Preparation was key – so I was told.
It just never entered my mind that these would be the only memories we’d have together with her alive.
On September 19th following a completely ordinary and lovely Sunday spent with friends... my heart sunk to the bottom of my stomach as I sat still reading Lottie her bedtime story. Why wasn’t she moving? When did she move last? Why do I feel such dread?
I put Lottie down, walked into the kitchen and started to cry. That was the beginning of our worst nightmare.
On the 20th of September 2021 at 32 weeks following a low risk, well monitored, smooth pregnancy – we lost our Ada June.
Despite a full autopsy, genetic testing and every available investigation of myself and Ada, her death remains unexplained. I’ve been told that it happened suddenly and quickly.
At first when I received pamphlets in the hospital, I didn’t even read them. Eventually I picked them up and joined a Facebook group. Around eight weeks after Ada’s death, I joined my first in person support group.
The safe space to sit and talk about Ada provided at this Red Nose support group made me feel safe. Held, and understood.

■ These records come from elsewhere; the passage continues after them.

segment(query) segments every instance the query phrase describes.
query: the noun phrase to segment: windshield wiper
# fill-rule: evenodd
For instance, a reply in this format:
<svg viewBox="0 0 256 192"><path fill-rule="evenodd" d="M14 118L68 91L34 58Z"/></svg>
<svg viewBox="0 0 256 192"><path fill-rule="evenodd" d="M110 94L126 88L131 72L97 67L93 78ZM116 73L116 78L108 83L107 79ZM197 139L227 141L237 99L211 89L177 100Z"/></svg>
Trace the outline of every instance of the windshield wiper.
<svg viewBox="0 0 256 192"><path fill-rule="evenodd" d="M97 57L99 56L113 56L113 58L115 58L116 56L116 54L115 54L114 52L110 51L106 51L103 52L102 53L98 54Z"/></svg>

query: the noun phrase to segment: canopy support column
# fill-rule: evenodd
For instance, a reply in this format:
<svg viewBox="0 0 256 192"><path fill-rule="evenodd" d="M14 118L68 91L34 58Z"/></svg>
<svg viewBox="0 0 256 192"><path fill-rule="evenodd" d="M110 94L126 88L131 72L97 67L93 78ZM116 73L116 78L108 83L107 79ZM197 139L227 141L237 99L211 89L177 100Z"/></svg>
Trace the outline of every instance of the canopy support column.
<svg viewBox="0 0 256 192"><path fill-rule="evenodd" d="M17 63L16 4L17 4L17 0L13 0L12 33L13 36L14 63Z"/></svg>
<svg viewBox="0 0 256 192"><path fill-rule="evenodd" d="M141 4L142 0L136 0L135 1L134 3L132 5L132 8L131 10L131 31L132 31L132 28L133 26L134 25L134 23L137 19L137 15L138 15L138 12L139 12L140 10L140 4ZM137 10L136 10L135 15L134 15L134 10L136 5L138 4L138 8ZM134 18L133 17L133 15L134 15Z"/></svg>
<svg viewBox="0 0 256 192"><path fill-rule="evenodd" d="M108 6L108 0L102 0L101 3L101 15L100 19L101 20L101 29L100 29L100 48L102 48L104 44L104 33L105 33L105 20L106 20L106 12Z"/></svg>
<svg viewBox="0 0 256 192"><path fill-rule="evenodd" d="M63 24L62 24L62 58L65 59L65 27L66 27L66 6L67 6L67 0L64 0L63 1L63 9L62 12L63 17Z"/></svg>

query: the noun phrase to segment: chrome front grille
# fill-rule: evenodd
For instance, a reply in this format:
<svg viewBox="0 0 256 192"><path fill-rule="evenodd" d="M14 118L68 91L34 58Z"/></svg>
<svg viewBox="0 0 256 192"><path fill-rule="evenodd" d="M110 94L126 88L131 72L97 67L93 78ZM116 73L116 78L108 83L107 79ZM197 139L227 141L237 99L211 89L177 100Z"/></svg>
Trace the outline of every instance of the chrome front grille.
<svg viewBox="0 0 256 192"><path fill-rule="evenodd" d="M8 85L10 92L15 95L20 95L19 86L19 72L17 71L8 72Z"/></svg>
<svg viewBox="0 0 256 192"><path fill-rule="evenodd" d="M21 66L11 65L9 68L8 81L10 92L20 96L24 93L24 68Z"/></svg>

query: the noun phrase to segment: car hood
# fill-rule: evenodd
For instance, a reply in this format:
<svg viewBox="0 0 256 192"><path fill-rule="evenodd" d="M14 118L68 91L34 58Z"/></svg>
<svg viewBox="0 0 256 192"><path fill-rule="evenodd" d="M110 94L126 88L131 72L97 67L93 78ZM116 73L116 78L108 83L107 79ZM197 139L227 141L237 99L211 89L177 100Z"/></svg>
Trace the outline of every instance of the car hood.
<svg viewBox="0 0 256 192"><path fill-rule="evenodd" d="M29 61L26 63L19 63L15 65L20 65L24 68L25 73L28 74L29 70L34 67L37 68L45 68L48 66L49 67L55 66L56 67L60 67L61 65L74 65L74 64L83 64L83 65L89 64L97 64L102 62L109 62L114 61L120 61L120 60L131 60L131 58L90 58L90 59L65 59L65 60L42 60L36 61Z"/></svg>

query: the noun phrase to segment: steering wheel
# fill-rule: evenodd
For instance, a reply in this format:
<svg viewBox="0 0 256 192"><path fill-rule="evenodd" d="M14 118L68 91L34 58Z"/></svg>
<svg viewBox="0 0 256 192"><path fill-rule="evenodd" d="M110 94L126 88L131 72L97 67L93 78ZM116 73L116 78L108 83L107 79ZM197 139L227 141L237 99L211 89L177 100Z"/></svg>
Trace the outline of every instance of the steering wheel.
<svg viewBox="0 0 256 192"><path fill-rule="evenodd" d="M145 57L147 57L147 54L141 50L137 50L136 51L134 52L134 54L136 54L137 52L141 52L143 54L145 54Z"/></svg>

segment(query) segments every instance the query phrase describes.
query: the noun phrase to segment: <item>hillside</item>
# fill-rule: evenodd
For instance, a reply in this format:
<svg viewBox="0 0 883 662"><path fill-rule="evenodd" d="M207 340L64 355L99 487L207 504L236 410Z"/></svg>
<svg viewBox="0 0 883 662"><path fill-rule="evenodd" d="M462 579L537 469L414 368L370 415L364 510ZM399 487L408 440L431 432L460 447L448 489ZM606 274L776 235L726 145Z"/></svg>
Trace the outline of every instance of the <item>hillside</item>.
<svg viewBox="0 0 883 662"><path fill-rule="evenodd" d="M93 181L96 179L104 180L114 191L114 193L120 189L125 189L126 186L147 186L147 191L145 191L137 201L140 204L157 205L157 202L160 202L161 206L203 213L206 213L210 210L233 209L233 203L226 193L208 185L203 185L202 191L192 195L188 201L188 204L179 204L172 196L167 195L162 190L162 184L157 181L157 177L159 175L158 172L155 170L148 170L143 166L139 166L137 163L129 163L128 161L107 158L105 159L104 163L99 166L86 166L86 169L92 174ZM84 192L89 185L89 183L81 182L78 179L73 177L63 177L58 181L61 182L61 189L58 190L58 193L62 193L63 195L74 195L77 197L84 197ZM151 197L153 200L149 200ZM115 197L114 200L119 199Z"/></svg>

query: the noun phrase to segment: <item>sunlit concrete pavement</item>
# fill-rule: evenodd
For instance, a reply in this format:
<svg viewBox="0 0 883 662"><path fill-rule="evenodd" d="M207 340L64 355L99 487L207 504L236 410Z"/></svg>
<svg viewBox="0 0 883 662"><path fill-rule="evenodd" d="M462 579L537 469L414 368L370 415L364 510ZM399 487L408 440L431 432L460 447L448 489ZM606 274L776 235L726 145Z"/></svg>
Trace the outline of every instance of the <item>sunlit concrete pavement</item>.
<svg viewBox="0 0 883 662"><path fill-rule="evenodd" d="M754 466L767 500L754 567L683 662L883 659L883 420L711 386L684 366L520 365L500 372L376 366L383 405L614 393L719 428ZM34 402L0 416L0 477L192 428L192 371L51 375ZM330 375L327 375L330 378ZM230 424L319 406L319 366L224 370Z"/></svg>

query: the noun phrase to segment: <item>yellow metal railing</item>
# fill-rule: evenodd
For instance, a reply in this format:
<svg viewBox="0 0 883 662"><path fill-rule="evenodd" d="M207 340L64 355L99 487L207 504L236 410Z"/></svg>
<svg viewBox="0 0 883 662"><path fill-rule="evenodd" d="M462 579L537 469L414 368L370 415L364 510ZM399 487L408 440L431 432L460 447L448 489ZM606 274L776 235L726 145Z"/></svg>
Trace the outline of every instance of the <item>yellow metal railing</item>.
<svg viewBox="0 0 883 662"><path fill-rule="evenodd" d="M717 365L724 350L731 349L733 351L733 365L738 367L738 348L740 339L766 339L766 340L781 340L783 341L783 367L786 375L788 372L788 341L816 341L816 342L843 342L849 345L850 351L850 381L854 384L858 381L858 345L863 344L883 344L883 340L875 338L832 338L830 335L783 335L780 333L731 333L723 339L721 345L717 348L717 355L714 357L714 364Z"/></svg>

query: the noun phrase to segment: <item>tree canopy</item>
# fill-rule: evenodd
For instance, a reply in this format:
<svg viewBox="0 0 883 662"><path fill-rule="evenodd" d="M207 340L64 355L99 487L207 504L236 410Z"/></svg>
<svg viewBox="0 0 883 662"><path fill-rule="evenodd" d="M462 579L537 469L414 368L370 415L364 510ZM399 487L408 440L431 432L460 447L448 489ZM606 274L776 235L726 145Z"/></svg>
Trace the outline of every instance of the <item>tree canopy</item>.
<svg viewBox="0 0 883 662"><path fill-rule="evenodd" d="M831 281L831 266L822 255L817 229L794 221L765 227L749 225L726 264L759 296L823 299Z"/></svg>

I met another loss Mum on my first night and we have been a huge support to each other. Not only in our grief, but also through subsequent pregnancies and now navigating newborn life. Early on I attended a session on self compassion and I’ve also attended a number of the play group sessions for parents with living children which were also very supportive. These are obviously all in person sessions which were just so valuable to me in making connections, but the facebook groups have also been helpful to make further online connections and build that village.
For families at the beginning of this journey, I want you to know the indescribable pain you are feeling is valid. Your child dying really is that bad. It’s unbearably unfair, heart shattering and completely re arranges your entire life.
And it will never leave you.
But it won’t always feel as all-consuming and intolerably heavy as it does in the first 12months… it doesn’t get easier, but it gets ‘different’… it ebbs and flows more. You start to come up for air and slowly have more moments of reprieve. You are forever changed, as you should be, you created a beautiful baby who only ever knew love, and that fact can’t ever be taken from you. Hold on, don’t give up. You are worthy, you are loved and it is not your fault. Your baby lives on through you.
I'd just like to emphasise that something so simple can make such a huge impact to a parent who has lost a child. We chose our daughter’s name with so many hopes and dreams attached, so much love. And we imagined saying it a million times a day.
Instead, we barely ever hear it outside the walls of our home. So, for others to say it out loud, or write it in a card or on a social media post... for them to acknowledge her life, her impact.
It is so incredibly meaningful to us. Hearing her name makes our hearts swell with love and pride.